Named list of additional arguments forwarded to the judge at run time through adaptive_rank_run_live().

n_steps

Maximum number of attempted adaptive steps to execute in this call. The run may return earlier due to candidate starvation or BTL stop criteria. Attempted invalid steps also count toward this limit.

fit_fn

Optional fit override passed to adaptive_rank_run_live().

adaptive_config

Optional named list passed to adaptive_rank_start() and adaptive_rank_run_live() to control adaptive controller behavior. Supported fields: global_identified_reliability_min, global_identified_rank_corr_min, p_long_low, p_long_high, long_taper_mult, long_frac_floor, mid_bonus_frac, explore_taper_mult, boundary_k, boundary_window, boundary_frac, p_star_override_margin, and star_override_budget_per_round. Unknown fields and invalid values abort with actionable errors.

btl_config

Optional named list passed to adaptive_rank_run_live() to control BTL refit cadence, stopping diagnostics, and selected round-log diagnostics. Supported fields: refit_pairs_target, model_variant, ess_bulk_min, ess_bulk_min_near_stop, max_rhat, divergences_max, eap_reliability_min, stability_lag, theta_corr_min, theta_sd_rel_change_max, rank_spearman_min, near_tie_p_low, and near_tie_p_high (near_tie_* affects round logging only, not stop decisions). Defaults are resolved from the current item count and merged with user overrides.

session_dir

Optional session directory for persistence/resume.

persist_item_log

Logical; write per-refit item logs when TRUE.

resume

Logical; when TRUE and session_dir contains a valid session, resume from disk; otherwise initialize a new state.

seed

Integer seed used when creating a new adaptive state.

progress

Progress mode for adaptive_rank_run_live().

progress_redraw_every

Redraw interval for progress output.

progress_show_events

Logical; show step events.

progress_errors

Logical; show invalid-step events.

save_outputs

Logical; when TRUE, save returned outputs as .rds.

output_file

Optional output .rds path. If NULL and save_outputs = TRUE, defaults to file.path(session_dir, "adaptive_outputs.rds") when session_dir is set, otherwise to a temporary file.

judge

Optional prebuilt judge function with contract judge(A, B, state, ...). If supplied, model/trait/template options are ignored and this function is used directly.

Value

A list with:

state

Final adaptive_state.

summary

Run-level summary from summarize_adaptive().

refits

Per-refit summary from summarize_refits().

items

Item summary from summarize_items().

logs

Canonical logs from adaptive_get_logs().

output_file

Saved output path when save_outputs = TRUE, otherwise NULL.

Details

This helper is designed for end users who want one entry point for adaptive runs. It supports:

  • data input from a data frame, file (.csv, .tsv, .txt, .rds), or a directory of .txt files;

  • model/backend configuration through make_adaptive_judge_llm();

  • all adaptive runtime controls exposed by adaptive_rank_run_live();

  • resumability via session_dir and resume;

  • optional saving of run outputs to an .rds artifact.

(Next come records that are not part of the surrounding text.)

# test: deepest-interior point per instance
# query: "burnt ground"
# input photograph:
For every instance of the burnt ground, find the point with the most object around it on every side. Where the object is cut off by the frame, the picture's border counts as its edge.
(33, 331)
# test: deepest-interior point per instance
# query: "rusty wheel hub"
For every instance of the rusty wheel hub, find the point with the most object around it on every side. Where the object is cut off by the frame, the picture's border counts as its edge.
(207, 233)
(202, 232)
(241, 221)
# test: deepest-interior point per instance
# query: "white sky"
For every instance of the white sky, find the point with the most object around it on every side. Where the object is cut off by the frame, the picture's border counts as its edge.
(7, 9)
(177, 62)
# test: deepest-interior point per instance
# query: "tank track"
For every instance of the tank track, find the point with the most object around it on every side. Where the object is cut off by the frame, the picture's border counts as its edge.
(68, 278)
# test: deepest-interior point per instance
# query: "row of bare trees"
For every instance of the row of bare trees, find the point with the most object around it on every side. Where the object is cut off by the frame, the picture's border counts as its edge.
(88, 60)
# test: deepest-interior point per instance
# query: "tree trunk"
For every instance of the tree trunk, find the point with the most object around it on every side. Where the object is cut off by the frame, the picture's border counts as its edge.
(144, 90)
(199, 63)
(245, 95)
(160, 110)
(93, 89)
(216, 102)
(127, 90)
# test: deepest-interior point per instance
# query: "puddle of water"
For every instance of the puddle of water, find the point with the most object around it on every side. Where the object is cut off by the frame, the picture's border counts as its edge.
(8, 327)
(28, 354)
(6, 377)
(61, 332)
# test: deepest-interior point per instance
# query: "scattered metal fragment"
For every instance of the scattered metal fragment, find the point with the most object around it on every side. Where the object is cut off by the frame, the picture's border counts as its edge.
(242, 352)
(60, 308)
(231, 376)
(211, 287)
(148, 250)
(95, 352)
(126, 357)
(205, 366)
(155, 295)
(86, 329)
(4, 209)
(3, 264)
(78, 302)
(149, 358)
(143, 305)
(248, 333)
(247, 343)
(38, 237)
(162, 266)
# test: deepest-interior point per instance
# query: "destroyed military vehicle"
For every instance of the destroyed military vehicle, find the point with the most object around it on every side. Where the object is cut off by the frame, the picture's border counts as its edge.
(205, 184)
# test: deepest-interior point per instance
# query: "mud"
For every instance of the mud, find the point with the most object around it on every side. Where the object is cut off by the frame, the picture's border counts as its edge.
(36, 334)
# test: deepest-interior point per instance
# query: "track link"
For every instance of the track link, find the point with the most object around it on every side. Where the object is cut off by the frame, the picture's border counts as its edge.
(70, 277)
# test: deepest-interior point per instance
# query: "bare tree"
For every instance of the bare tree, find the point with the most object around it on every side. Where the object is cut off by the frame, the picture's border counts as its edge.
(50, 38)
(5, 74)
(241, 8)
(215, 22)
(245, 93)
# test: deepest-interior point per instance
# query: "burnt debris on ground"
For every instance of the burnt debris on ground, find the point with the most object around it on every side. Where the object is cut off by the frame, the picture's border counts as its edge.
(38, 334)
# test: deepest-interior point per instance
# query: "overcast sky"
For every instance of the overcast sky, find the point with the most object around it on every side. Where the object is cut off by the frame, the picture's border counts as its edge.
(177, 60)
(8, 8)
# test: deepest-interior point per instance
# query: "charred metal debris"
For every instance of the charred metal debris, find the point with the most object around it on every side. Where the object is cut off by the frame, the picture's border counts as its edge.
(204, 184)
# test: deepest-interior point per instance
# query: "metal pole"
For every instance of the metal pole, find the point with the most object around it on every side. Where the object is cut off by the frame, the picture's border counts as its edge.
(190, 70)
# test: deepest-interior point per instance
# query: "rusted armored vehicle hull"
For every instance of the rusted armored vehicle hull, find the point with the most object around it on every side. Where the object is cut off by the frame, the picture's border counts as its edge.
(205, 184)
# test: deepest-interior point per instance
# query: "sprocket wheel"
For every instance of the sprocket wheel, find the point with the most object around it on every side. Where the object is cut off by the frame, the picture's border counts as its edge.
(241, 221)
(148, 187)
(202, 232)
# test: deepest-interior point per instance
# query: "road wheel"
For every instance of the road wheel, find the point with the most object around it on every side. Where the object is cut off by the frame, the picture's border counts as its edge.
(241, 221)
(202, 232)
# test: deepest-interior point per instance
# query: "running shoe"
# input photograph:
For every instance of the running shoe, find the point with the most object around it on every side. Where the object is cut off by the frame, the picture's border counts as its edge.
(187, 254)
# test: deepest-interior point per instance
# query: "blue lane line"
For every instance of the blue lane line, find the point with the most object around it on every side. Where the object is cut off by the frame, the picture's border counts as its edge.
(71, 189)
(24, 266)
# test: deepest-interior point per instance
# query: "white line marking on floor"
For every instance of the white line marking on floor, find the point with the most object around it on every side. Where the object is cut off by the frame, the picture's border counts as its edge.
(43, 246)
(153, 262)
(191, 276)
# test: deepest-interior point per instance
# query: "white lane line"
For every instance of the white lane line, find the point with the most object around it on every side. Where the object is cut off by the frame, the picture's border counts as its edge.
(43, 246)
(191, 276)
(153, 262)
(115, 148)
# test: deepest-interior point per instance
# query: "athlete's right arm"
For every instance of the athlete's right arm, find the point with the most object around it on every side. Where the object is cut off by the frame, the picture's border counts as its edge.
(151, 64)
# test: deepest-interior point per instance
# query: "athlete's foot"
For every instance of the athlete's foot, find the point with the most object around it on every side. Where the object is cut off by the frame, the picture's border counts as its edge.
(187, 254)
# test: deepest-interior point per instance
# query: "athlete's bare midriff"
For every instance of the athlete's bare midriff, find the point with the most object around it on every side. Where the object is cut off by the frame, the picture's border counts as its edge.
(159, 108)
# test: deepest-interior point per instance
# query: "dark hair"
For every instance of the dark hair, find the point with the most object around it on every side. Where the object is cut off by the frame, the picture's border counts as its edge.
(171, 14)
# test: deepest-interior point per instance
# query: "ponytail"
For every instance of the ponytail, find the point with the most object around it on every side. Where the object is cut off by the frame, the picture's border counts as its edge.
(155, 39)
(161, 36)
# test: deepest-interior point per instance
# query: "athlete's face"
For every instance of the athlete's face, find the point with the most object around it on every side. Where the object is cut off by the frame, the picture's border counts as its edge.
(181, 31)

Model options: use judge_args (fixed) and judge_call_args (per-run overrides) to pass any additional llm_compare_pair() arguments, including provider-specific controls such as reasoning, service_tier, temperature, top_p, logprobs, include_thoughts, or host.

Adaptive options: all key controls from adaptive_rank_run_live() are available directly: n_steps, fit_fn, adaptive_config, btl_config, progress, progress_redraw_every, progress_show_events, progress_errors, session_dir, and persist_item_log. Use adaptive_config for identifiability-gated controller behavior and btl_config for inference/diagnostics cadence only.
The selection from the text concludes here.